Brouwer Fixed-Point Theorem


Imagine you have two sheets of graph paper of the same size, one atop the other. Your friend takes one piece, crumples it into a ball, and tossies it onto the other sheet so that no piece of the ball extends beyond the edge of the bottom paper. Brouwer's Fixed-Point theorem tells us that there is atleast one point in the ball that lies directly above its corresponding point on the flat piece, in other words, there is atleast one point that is directly above its original position.

The theorem works in other dimensions too. Imagine a bowl of punch. The theorem insists that when your friend stirs the punch, atleast one liquid particle is in the same position as it was before stirring.
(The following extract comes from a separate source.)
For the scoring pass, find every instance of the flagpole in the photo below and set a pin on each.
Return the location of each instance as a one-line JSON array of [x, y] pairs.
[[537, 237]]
In more precise language, a continuous function from an $n$-ball to an $n$-ball (where $n$>0 is the dimension) must have a fixed point.

Short of a proof, it is easier to understand why it works if you think of a one dimensional line. To be concrete, suppose we map the real number line $[0,1]$ continuously to $[\frac{1}{3},\frac{5}{6}]$ via $f(x) = \frac{1}{2}x + \frac{1}{3}$. We get the following map:

0 _________________________ 1 $\rightarrow$
           $\frac{1}{3}$________________ $\frac{5}{6}$

We notice that $\frac{1}{3} = f(0) > 0$ and that $f(x)$ continues to be greater than $x$ for a while. Since $\frac{5}{6} = f(1) < 1$, it must flip, and thereafter $f(x) < x$. In this case, Brouwer's Fixed-Point theorem, that there must exist a point with $f(x)=x$, follows directly from the Intermediate Value theorem. In fact, it is easy to check that there is a fixed point at $x=\frac{2}{3}$.